Aim for impeccable vs average
We know when we’ve done it: agreed to something that we shouldn’t have. Sometimes we say yes because we want to be liked, sometimes we get talked into things because we think we “should” do them. But the truth is, we are not meant to do everything. And, if you aren’t the one to do it, there is a good chance that someone else will do it anyway.
A clear and sincere “no” can be very powerful. I’m not saying to be bratty, stubborn, or flat out lazy. I’m suggesting that before you take on yet another task, quietly check in with yourself and ask, “Do I really want to do this?”. If you don’t absolutely 100% want to do it, then with direct sincerity say “no”.
Marie Forleo (marketing maven) calls it “buying a first class ticket on the ‘no’ train!”
If you say yes and then try to slide your way out of it, you are on a slippery slope to being unreliable. And part of being successful in life, is being someone others can count on.
Don’t take my word for it…look around in your own life. Who is accountable? Who is a flake? How do you feel about that flaky manager, friend, professor? What is you honest opinion about them? Knowing you can’t count on them, what level of respect do you have for those people?
Is that how you want to be perceived by others? I doubt it. None of us wake up in the morning stating “Today, I shall drop the ball!”
We all want to have integrity. But before we can have integrity with others, we have to have it with ourselves. How good are you at keeping your commitments to yourself? Usually people who follow through on goals for themselves, find it easier to turn down requests that they know they can’t commit to.
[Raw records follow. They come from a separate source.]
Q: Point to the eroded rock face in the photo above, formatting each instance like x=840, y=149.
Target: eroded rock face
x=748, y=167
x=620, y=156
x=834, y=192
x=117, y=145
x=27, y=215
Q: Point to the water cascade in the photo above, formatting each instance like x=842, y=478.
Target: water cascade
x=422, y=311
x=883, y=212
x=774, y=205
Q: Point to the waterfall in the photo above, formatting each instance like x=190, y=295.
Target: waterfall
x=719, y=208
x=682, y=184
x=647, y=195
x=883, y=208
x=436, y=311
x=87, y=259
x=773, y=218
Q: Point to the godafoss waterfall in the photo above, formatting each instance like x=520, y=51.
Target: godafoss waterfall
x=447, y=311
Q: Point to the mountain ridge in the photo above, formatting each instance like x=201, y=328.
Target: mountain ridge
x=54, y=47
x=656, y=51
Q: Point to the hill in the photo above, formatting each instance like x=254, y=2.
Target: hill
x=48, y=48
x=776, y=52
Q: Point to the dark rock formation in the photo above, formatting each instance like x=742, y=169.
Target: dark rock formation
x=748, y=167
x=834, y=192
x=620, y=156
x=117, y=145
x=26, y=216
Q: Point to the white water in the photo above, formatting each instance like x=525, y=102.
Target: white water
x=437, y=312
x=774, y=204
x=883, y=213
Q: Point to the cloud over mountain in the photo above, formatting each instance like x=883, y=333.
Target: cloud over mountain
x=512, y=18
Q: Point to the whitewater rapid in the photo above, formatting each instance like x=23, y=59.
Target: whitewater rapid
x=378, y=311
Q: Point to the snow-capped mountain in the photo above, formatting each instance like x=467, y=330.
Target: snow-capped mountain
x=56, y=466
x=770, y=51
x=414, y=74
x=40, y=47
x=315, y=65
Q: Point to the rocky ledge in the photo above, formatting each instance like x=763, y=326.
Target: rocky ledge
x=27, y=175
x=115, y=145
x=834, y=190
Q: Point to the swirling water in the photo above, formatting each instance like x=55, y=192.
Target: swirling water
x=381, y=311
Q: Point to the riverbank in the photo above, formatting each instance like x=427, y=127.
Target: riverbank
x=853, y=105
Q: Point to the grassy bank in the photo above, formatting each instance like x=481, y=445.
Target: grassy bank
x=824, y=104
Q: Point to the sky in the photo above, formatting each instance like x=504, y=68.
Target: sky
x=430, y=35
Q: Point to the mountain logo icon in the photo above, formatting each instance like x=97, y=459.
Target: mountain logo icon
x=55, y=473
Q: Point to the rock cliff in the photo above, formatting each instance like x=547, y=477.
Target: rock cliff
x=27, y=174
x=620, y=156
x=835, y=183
If however you notice you are knee deep in promises that you now regret making, you likely are letting yourself down as well.
But, with practice, you can change that.
I started with a 30 day challenge to floss my teeth every day. Since childhood, dental hygiene has ALWAYS been a struggle for me. As much as I hate the dentist, for some reason, I hated flossing more. So, my challenge was to floss every day for 30 days. I chose this challenge also in the hopes that my dental experiences would be improved should I finally adhere to this practice. I stuck to it. If I missed a day, I had to floss twice the next day…until I got to 30 days. (and now I floss most days)
Maybe for you it’s:
-Putting out your gym clothes before you go to bed.
-Making the bed.
-Gassing up your car every Sunday.
-Sitting and meditating even if it’s just for a few minutes
-Eliminating a specific food from your daily diet
You can also set small commitments with other people. Turning off your phone for certain periods of time is liberating once you get past the technological withdrawal. Unless you’re an ER surgeon, it can wait. You can have 5 minutes without being at someone’s beck and call. (And side note, if you are taking a class like yoga or pilates, turn your phone off. It’s distracting to the rest of the class and the benefits you will reap from unplugging will far out way the hour or so that your friends or boss can’t reach you.)
And let me stress, your time is VALUABLE. I used to have a hard time ending sessions on time if clients were late. Now? It’s easy. But, I had to ride out the queasy feeling of letting them know out time was up when the hour ended…regardless of what time they arrived. I still have people see the clock and try to “extend” their time with more questions, but now, I firmly say “we’ll go over that next week. Our session was until 11am” etc. But for the most part, they have learned that I stick to my agreements and our session time is one of them. Being accountable is always more appreciated than being flaky.
So, challenge yourself to make and keep your commitments to yourself and others by starting small. Then, when the bigger requests come along, quietly and honestly ask yourself if this is really something you want to do. And if the answer is “No”, be as direct and respectful as possible. Because sometimes, the best decision, is to take that “first class ticket on the ‘no’ train”!